The overall light target is essentially composed by three LEDs defining an isosceles triangle. With reference to this specific case study, three main aspects have been investigated in depth (by applying the concepts discussed in Sects. 3.4, 4.1 and 4.2):

  • Error analysis for the measured distance between the MAM focal point position and the FPM instruments

  • Optimal system sizing

  • Light spot optimization

The optimization models considered for both error analysis and system sizing have been solved by the global-local nonlinear optimization software package LGO [12]. Again, technical details are not reported here for confidentiality reasons. As a main result, a trade-off concerning the optimal focal distances f1 and f2 has been made. On the one hand, these terms should be close to each other (f1 ~ f2) and as large as possible, compatibly with the maximum admissible dimension of the optical head. On the other hand, a small difference between f1 and f2 can give rise to possible partial overlapping between the light spot projections on the CCD.

The MILP model adopted for the light spot optimization has been solved by the IBM ILOG CPLEX solver (version 12.3). Several possible solutions have been considered. Figures 11 and 12 illustrate two examples of optimal nominal light spots obtained for the case study (the physical units have been omitted for confidentiality reasons).

Fig. 11
A 3D graph for example 1 of the nominal intensity distribution. The plot has a square on top with 4 triangular openings on 4 sides. The whole plot is divided into 7 layers of different shades.

Case study: nominal intensity distribution example1

Fig. 12
A 3D graph for example 2 of the nominal intensity distribution. The plot has a 3-D trapezoidal pyramid shape divided into4 layers of different shades. The bottom layer of the trapezoidal pyramid extends horizontally around its base with fluctuations that eventually become flat.

Case study: nominal intensity distribution example2

6 Concluding Remarks

The work presented here discusses an innovative metrological approach, based on a recently patented bifocal optical system [2,3,4]. This system is aimed at measuring the position and attitude of a target item, identified by means of three light spots, almost instantaneously and with high precision.
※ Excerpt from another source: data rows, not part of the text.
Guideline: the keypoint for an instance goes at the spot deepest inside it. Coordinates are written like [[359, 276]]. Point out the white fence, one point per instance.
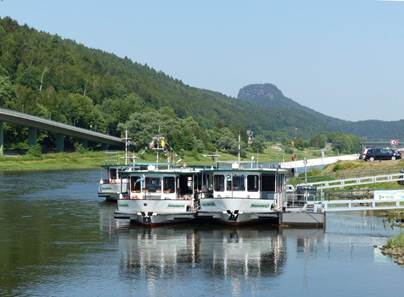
[[318, 161]]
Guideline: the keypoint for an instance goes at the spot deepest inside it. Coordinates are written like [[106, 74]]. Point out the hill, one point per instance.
[[52, 77], [270, 97]]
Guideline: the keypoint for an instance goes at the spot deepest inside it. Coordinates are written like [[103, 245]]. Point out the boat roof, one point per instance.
[[247, 170]]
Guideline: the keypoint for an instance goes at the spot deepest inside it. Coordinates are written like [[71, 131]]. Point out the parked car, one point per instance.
[[373, 154]]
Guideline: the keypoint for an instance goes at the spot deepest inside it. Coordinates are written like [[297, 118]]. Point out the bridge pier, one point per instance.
[[32, 136], [84, 143], [60, 143], [1, 138]]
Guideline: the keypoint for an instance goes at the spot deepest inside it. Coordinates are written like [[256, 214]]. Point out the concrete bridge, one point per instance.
[[61, 130]]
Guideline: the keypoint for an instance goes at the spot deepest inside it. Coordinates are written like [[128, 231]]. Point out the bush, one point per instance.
[[35, 151], [78, 147]]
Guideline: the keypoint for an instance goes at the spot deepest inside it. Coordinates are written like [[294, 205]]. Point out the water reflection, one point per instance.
[[57, 238], [222, 252]]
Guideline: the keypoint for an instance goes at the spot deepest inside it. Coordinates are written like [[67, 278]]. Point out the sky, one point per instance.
[[344, 58]]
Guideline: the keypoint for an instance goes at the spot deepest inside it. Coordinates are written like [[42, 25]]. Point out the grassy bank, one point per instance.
[[55, 161], [89, 159]]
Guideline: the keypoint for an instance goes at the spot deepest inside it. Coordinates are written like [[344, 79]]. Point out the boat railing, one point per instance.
[[295, 200]]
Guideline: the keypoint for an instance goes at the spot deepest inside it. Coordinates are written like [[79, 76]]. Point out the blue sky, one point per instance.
[[342, 58]]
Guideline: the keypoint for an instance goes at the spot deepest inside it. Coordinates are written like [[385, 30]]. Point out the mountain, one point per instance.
[[52, 77], [272, 99]]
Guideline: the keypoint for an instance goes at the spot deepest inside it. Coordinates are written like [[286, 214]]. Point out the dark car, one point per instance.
[[373, 154]]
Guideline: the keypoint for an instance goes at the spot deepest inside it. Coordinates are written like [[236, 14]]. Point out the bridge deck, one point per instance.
[[27, 120], [361, 205], [349, 182]]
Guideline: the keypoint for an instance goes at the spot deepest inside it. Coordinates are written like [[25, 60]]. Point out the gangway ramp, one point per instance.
[[356, 181], [361, 205]]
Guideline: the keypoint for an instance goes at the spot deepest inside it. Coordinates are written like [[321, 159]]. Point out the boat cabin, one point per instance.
[[161, 184], [245, 183]]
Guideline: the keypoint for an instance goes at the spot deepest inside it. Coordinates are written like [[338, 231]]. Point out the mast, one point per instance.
[[126, 146], [239, 147]]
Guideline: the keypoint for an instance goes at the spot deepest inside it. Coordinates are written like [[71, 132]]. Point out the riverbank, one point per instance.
[[92, 159], [395, 249]]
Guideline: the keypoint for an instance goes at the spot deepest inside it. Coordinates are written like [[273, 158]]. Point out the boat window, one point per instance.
[[219, 183], [238, 183], [169, 184], [228, 183], [153, 184], [252, 183], [268, 183], [135, 182], [113, 172], [185, 185]]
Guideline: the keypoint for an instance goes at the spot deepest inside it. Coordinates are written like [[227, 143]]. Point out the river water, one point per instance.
[[58, 239]]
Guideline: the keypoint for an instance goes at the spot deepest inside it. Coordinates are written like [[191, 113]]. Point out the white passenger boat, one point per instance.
[[239, 195], [110, 187], [158, 196]]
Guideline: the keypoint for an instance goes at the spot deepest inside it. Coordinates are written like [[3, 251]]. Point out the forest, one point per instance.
[[60, 79]]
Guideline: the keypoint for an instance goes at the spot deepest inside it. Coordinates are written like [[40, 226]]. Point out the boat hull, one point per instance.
[[238, 211], [155, 212]]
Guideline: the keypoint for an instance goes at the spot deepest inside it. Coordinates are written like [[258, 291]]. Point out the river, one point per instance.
[[58, 239]]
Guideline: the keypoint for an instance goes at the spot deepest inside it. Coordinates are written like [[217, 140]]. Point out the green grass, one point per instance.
[[89, 159]]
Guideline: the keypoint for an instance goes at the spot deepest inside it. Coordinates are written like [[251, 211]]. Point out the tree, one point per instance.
[[258, 144], [6, 91]]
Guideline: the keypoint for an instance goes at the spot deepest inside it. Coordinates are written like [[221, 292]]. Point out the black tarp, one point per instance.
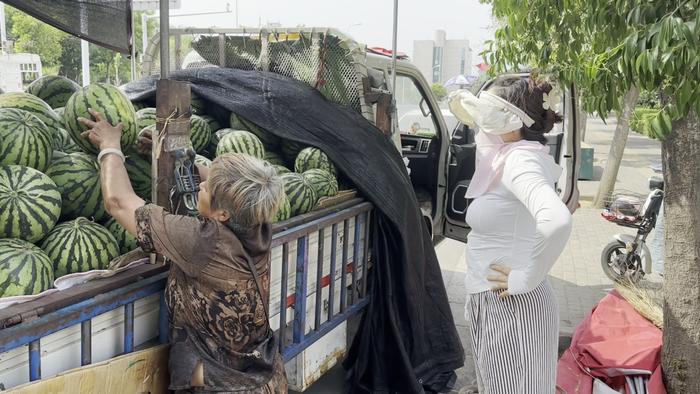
[[104, 22], [407, 342]]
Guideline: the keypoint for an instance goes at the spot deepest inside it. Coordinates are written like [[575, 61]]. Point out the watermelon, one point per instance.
[[199, 159], [280, 169], [24, 268], [212, 122], [30, 203], [284, 211], [302, 196], [145, 117], [77, 176], [274, 158], [138, 105], [139, 169], [290, 149], [53, 89], [126, 241], [67, 145], [79, 245], [200, 133], [33, 104], [310, 158], [268, 139], [323, 182], [215, 138], [24, 139], [240, 141], [109, 101]]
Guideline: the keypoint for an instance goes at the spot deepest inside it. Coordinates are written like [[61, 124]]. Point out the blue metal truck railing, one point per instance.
[[30, 332]]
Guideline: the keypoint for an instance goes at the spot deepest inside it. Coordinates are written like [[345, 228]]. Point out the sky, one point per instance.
[[367, 21]]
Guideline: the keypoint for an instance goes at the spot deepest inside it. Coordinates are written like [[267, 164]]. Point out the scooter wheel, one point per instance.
[[612, 260]]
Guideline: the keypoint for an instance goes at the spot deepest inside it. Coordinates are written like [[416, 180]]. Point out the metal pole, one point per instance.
[[164, 38], [133, 47], [394, 46], [85, 57], [144, 34]]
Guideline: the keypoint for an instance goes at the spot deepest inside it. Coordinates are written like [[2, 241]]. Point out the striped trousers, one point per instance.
[[515, 341]]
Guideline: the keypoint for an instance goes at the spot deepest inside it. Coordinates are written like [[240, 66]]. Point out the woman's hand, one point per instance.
[[499, 279], [102, 134]]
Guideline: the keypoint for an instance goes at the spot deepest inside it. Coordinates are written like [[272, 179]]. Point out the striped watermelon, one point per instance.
[[240, 141], [30, 203], [145, 117], [290, 149], [200, 133], [24, 268], [323, 182], [239, 123], [126, 241], [53, 89], [284, 211], [212, 122], [139, 169], [199, 159], [310, 158], [138, 105], [79, 245], [197, 104], [281, 169], [33, 104], [302, 196], [67, 145], [274, 158], [108, 100], [24, 139], [77, 176]]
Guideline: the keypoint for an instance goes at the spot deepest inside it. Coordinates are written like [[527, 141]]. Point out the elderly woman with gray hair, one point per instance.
[[519, 228], [219, 283]]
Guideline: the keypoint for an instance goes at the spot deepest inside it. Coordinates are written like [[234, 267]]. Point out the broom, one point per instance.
[[645, 300]]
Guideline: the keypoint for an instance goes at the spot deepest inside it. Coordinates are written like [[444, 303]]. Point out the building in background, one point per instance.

The approach proposed is simple and efficient: here it is discussed in relation to advanced space engineering applications, but not limited to these.
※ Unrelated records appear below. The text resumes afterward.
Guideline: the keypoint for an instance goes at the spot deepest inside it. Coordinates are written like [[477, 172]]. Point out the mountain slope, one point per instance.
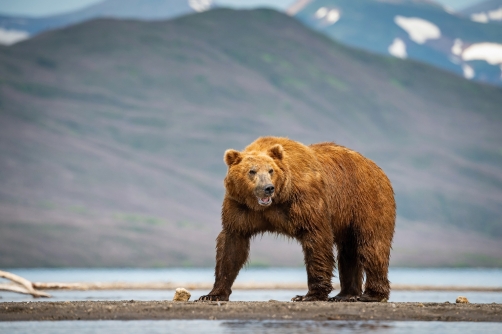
[[409, 29], [484, 12], [123, 9], [112, 135]]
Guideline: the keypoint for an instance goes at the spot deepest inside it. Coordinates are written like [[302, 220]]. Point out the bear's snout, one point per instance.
[[269, 189]]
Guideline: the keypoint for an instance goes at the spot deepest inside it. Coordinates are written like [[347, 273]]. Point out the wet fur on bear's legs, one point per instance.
[[350, 270], [232, 251], [377, 286], [320, 262]]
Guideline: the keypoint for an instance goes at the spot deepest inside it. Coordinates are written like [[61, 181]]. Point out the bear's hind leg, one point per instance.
[[350, 272], [375, 259], [319, 262]]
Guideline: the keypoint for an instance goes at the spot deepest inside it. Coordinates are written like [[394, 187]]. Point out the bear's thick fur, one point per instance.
[[322, 195]]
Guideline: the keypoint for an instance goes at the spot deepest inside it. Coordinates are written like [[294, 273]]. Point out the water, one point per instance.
[[482, 277], [248, 327], [409, 276]]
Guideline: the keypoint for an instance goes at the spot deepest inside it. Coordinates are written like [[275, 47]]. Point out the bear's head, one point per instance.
[[257, 178]]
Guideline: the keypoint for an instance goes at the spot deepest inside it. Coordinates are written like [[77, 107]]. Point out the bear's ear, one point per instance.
[[232, 157], [276, 151]]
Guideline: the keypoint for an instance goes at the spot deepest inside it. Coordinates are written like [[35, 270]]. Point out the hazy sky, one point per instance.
[[50, 7]]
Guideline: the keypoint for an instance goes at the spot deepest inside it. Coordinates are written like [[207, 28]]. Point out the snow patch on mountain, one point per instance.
[[485, 17], [329, 16], [469, 72], [489, 52], [200, 5], [418, 29], [398, 48]]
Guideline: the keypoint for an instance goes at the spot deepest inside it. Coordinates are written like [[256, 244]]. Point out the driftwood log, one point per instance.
[[22, 285]]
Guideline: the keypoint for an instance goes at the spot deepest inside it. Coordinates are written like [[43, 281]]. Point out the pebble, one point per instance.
[[181, 295], [462, 300]]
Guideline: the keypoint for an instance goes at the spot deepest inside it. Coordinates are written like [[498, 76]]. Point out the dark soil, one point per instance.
[[272, 310]]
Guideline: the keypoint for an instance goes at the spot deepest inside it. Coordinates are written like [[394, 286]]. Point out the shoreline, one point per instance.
[[272, 310], [240, 286]]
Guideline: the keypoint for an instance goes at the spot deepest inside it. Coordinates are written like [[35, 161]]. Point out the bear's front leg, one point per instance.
[[232, 251], [320, 261]]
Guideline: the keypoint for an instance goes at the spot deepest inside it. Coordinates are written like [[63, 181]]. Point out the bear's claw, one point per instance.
[[340, 299], [213, 298], [300, 298]]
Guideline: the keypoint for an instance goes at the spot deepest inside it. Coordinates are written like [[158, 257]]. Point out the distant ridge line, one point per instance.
[[239, 286]]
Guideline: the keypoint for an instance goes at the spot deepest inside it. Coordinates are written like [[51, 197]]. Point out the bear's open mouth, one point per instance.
[[265, 200]]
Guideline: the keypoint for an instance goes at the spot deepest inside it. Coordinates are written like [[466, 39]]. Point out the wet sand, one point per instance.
[[272, 310]]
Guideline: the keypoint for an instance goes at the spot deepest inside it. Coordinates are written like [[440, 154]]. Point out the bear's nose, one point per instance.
[[269, 189]]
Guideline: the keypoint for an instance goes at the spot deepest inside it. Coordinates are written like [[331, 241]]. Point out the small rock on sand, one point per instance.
[[181, 295], [462, 300]]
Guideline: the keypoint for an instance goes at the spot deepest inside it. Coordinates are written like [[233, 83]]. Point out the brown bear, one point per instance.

In this chapter, the concept of the bifocal optical system is discussed in depth, investigating some mathematical aspects relevant the overall methodology adopted, including error analysis, system sizing optimization, and light spot optimization. Finally, a real-word case study is highlighted.
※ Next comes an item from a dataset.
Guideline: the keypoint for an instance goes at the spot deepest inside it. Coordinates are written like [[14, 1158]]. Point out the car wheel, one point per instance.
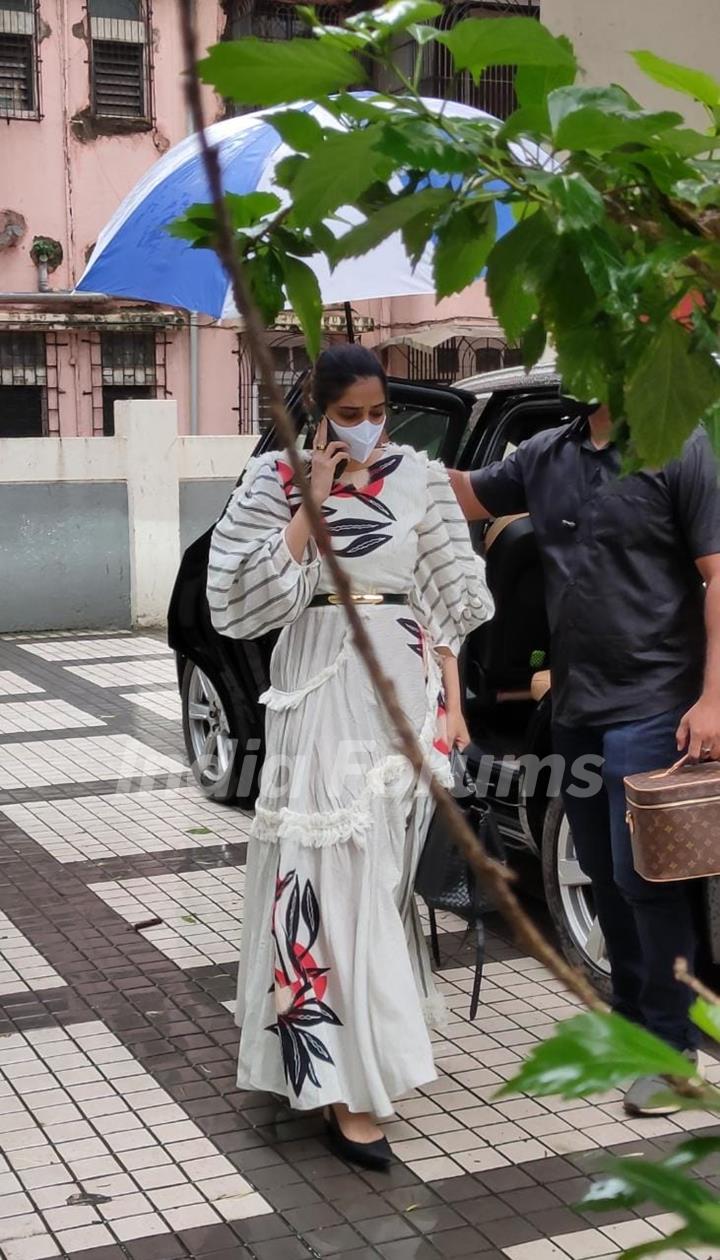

Future research can be aimed at advancements in relation to both the error analysis and system sizing optimization problems discussed here. In this perspective, enhancements of the global optimization approach followed aimed at improving the global search can be expected. Concerning the light spot optimization problem, to extend solution adaptability and reliability, the corresponding MILP model could be considered in a multi-scenario optimization approach.